私が棚田に興味を持って棚田巡りを始めたのは、今から10年余り前からのことである。
つまり棚田百選が選ばれてから2年余り経った時のことだったということになる。
今、百選に選ばれた棚田を訪ねると、耕作が放棄され荒れ果ててしまった田んぼを目にすることが少なくない。
そもそも作業効率が悪い上にいわゆる過疎化の波が激しい山間部に存在していることが多い棚田は深刻な後継者不足に悩まされているところが少なくないとも聞く。
これに反して山には昔と違って食べ物が少なくなってしまったため、鹿や猪などが食料を求めて里に降りてくることが本当に多くなったようだ。

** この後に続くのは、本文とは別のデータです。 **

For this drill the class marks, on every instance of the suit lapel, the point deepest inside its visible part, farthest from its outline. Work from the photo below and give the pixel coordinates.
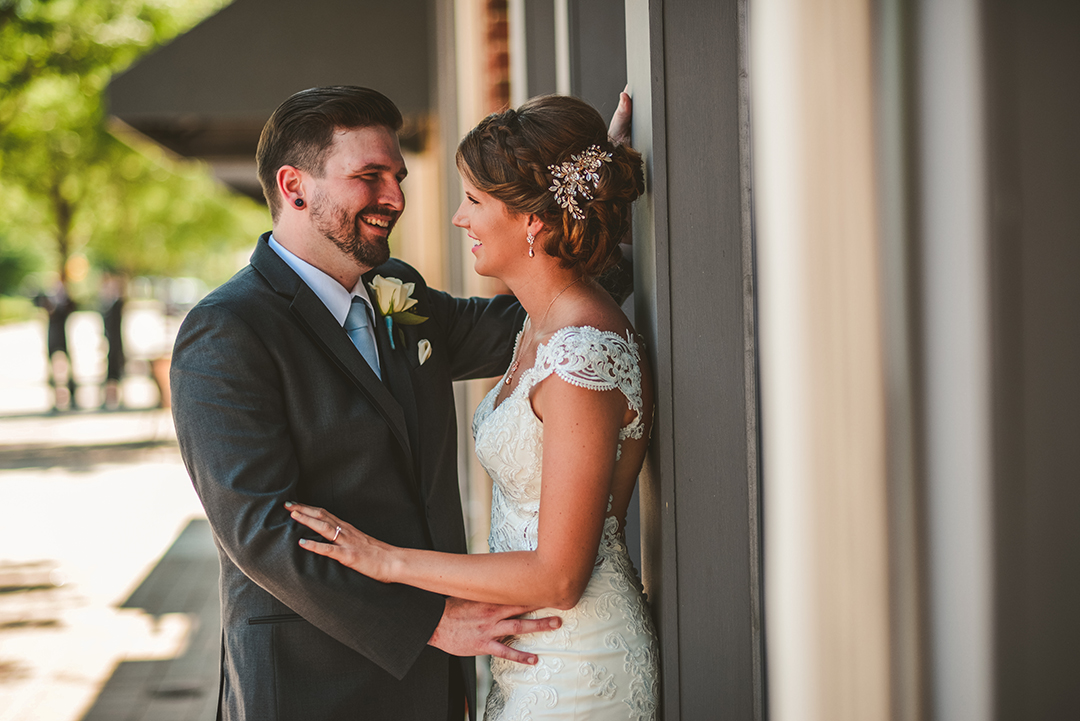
(328, 335)
(397, 376)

こうした鹿や猪などによる被害は甚大で、現在では防護ネットなどでこうした鹿や猪に対する対策を講じている光景を半ば当然のごとく目にするようにもなった。
また、近年のゲリラ豪雨などの異常気象がもたらす災害による棚田への被害も少なからずあるようだ。
そもそも棚田百選が選定されたのもこうした棚田が次々と耕作放棄され、失われていくことに対する歯止めとなるべくというのも理由の一つだったとも聞く。
しかし、残念ながら『今まさに』その危惧が現実のものとなろうとしているのではないかと感じる。
私には「日本の原風景と愛されてきたのどかな棚田のある風景をこれからも守っていかねば!」というような偉そうなことを無責任には言えないが、目まぐるしく変わりゆく世の中の荒波の中で、昔ながらの姿を留めるのはやはり難しいことなのだろうか?
今となっては棚田百選が選定された当時の姿を留めていない棚田もあるが、それらも含めて一つでも多くの棚田を目にしたいと思う今日この頃である。